Le premier juge a retenu que le montant de la somme réclamée par la banque n'était pas discuté étant rappelé qu'il correspondait à la créance déclarée dans le cadre de la procédure de collective sauf à déduire les intérêts, la banque ne discutant pas la déchéance du droit aux intérêts invoquée par les cautions en raison du défaut d'information annuelle.
Les époux [M] ont certifié l'exactitude des renseignements mentionnés dans les fiches patrimoniales remises à la banque alors qu'ils s'engageaient en qualité de cautions en garantie du crédit de trésorerie accordé à la société AVEP. Au regard de la valeur nette déclarée des parts sociales de la société AVEP, soit la somme de 900 000 euros, de la valeur nette déclarée du patrimoine immobilier, soit la somme de 599 880 euros, et des revenus des époux [M], de l'ordre de 40 000 euros par an, l'engagement litigieux souscrit à hauteur de la somme de 102 000 euros ne présentait aucun caractère excessif.
Même en prenant en compte les engagements de caution antérieurs que les époux [M] avaient omis de déclarer à la banque, du moins dans leurs montants, pour une somme totale de 1 387 500 euros, le nouvel engagement de 102 000 euros n'apparaissait pas excessif au regard de leur patrimoine net déclaré et de leurs revenus.
Les époux [M] ne peuvent reprocher à la banque de n'avoir pas vérifié la valeur réelle de la société AVEP au motif qu'il était mentionné dans les fiches patrimoniales qu'un engagement avait été pris à l'égard de cette société sans autre précision et que dans le même temps il était indiqué qu'elle n'avait contracté aucun emprunt.
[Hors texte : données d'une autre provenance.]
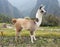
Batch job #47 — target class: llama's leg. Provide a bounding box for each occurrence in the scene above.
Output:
[15,30,20,40]
[15,29,21,40]
[30,31,34,43]
[33,32,36,40]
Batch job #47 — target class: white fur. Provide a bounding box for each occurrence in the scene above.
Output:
[36,9,43,27]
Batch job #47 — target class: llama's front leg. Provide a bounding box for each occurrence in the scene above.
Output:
[30,31,34,43]
[15,30,20,41]
[33,32,36,40]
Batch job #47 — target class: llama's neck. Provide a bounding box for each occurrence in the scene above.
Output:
[36,10,43,27]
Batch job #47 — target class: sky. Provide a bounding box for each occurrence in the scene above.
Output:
[8,0,37,11]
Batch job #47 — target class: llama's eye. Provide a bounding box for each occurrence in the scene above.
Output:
[36,18,39,22]
[41,11,44,13]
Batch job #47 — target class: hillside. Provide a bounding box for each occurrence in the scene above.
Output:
[30,0,60,17]
[0,0,23,17]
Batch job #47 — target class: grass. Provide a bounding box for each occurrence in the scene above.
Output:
[0,24,60,47]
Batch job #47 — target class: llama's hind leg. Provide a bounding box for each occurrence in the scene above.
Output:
[33,32,36,40]
[15,29,21,41]
[30,31,34,43]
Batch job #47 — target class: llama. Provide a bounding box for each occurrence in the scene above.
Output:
[12,5,46,43]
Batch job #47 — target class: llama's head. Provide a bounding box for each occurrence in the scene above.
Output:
[39,5,46,14]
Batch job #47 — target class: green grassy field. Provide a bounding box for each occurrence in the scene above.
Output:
[0,23,60,47]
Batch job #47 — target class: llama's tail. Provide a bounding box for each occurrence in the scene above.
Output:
[12,19,16,24]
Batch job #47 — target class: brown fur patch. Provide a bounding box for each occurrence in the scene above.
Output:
[12,19,16,24]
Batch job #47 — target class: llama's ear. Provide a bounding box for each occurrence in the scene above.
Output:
[40,4,43,9]
[12,19,16,24]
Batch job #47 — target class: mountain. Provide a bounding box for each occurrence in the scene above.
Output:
[8,0,37,17]
[0,0,23,18]
[0,0,60,18]
[30,0,60,17]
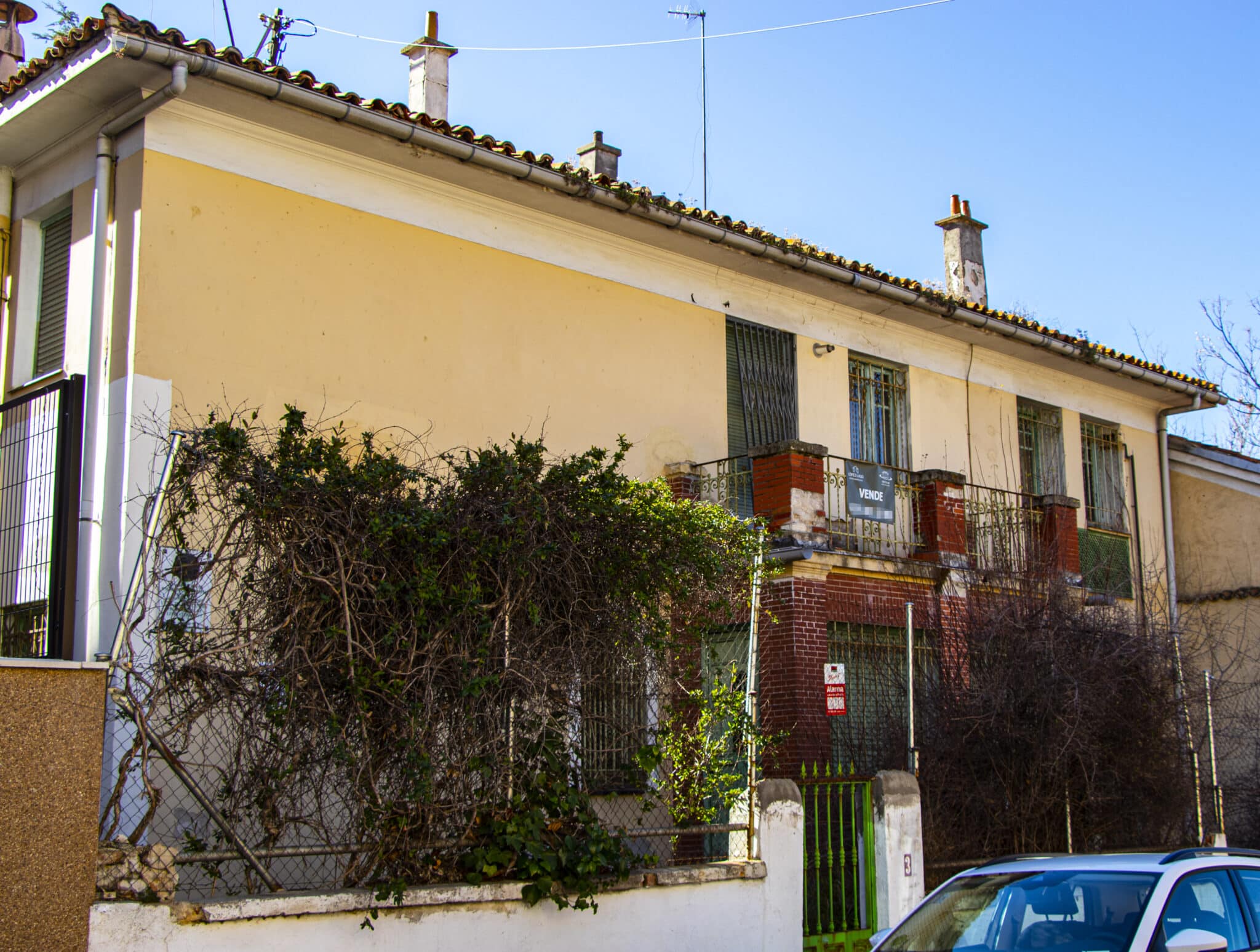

Il résulte en effet de leurs explications que les emprunts pour lesquels ils s'étaient précédemment engagés avaient été contractés par la société [M] élevage. Les fiches patrimoniales ne présentaient à cet égard aucune anomalie.
Les éléments figurant dans les fiches patrimoniales n'étaient affectés d'aucune anomalie apparente et permettaient de considérer que l'engagement souscrit n'était pas disproportionné aux biens et revenus des cautions. La banque n'était pas tenue de vérifier l'exactitude des sommes mentionnées dans les dite fiches quant à la valorisation des parts sociales de la société AVEP peu important que les époux [M] soutiennent depuis lors que leur valeur était bien moindre. A cet égard, ils ne démontrent aucunement que la banque était en possession de documents lui permettant d'estimer à la baisse la valeur des parts sociales de la société AVEP.
Le jugement déféré sera confirmé en toutes ses dispositions.
Les époux [M] ont bénéficié en raison de la durée de la procédure de larges délais. Il n'y a pas lieu de faire droit à leur demande de délai de grâce.
Leurs demandes seront rejetées.
Ils seront condamnés solidairement à payer à la banque la somme de 2 000 euros en application de l'article 700 du code de procédure civile au titre des frais exposés en cause d'appel.
Ils seront condamnés solidairement aux dépens de la procédure d'appel.
PAR CES MOTIFS :
La cour,
Confirme le jugement du tribunal de grande instance de Rennes en date du 3 décembre 2019 en toutes ses dispositions.
Rejette les demandes de M. [S] [M] et de Mme [K] [I], son épouse.
Y ajoutant,
Condamne solidairement M. [S] [M] et Mme [K] [I], son épouse, à payer à la société Caisse de crédit mutuel d'Argentré du Plessis la somme de 2 000 euros en application de l'article 700 du code de procédure civile au titre des frais exposés en cause d'appel.
Les condamne solidairement aux dépens de la procédure d'appel.
Rejette toute demande plus ample ou contraire.